Java Tools Tutorials - Herong's Tutorial Examples

Java Tools Tutorials - Herong's Tutorial Examples PDF

Author: Herong Yang

Publisher: HerongYang.com

Published: 2020-12-20

Total Pages: 376

ISBN-13:

DOWNLOAD EBOOK →

This tutorial book based on notes and sample codes collected by the author while he was learning Java tools himself. Topics includes: 'java/javaw' Launcher, 'javac' Compiler, 'javadoc' Document Generator, 'javap' Class File Disassembler, 'jar/jarsigner' Archive Tool, 'jconsole' Console, 'jdb' Debugger, 'jdeps' Dependency Analyzer, 'jdeprscan' Deprecated API Scanner, 'jhat' Heap Analysis Tool, 'jlink' JRE Linker, 'jhsdb' HotSpot Debugger, 'jmap' Memory Dumper, 'jmc' Mission Control, 'jpackage' Binary Package Builder, 'jrunscript' Script Shell, 'jstack' Stack Dumper, 'jstat' Statistics, 'jstatd' Statistics Daemon, 'jvisualvm' Visual VM, 'jwebserver' Web Server, 'keytool' Keystore Tool, 'serialver' serialVersionUID generator. Updated in 2023 (Version v6.23) with JDK 20. For latest updates and free sample chapters, visit https://www.herongyang.com/Java-Tools.

X Power Tools

X Power Tools PDF

Author: Chris Tyler

Publisher: "O'Reilly Media, Inc."

Published: 2008-02-05

Total Pages: 273

ISBN-13: 0596101953

DOWNLOAD EBOOK →

Provides information on the X Window System, covering such topics as X.org configuration, the X Server, utility programs, remote access, VNC, and keyboard configuration.
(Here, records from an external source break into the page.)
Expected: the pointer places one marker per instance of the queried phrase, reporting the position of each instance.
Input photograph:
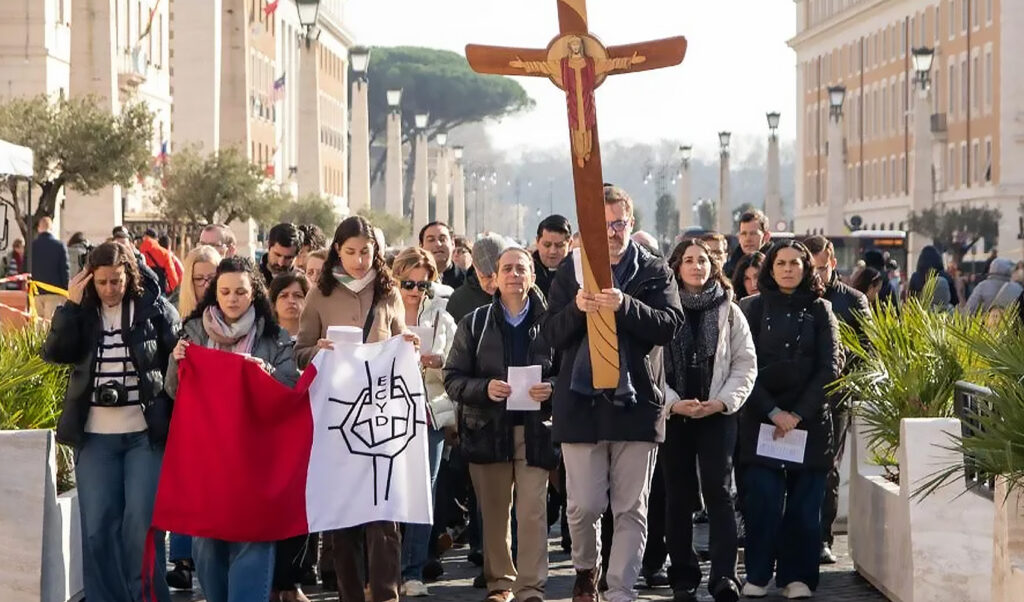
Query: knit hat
(485, 254)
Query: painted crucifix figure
(578, 62)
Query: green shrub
(906, 366)
(32, 391)
(995, 431)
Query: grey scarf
(705, 344)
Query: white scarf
(354, 285)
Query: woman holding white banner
(500, 373)
(416, 273)
(235, 315)
(785, 434)
(710, 370)
(355, 289)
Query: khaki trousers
(494, 484)
(595, 474)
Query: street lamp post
(459, 192)
(421, 185)
(442, 176)
(685, 202)
(724, 206)
(308, 156)
(392, 181)
(358, 178)
(923, 196)
(773, 197)
(835, 214)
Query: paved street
(839, 583)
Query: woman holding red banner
(235, 315)
(355, 289)
(117, 331)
Functional Programming for Java Developers

Functional Programming for Java Developers PDF

Author: Dean Wampler

Publisher: "O'Reilly Media, Inc."

Published: 2011-07-29

Total Pages: 89

ISBN-13: 1449311032

DOWNLOAD EBOOK →

"Dean Wampler, Java expert and author of Programmin Scala (O'Reilley), shows you how to apply principles such as immutability, avoidance of side effects, and higher-order functions to your Java code. Each chapter provides exercises to help you practice what you've learned. Once you grasp the benefits of functional programming, you'll discover that it improves all the code you write."--From p. [4] of cover.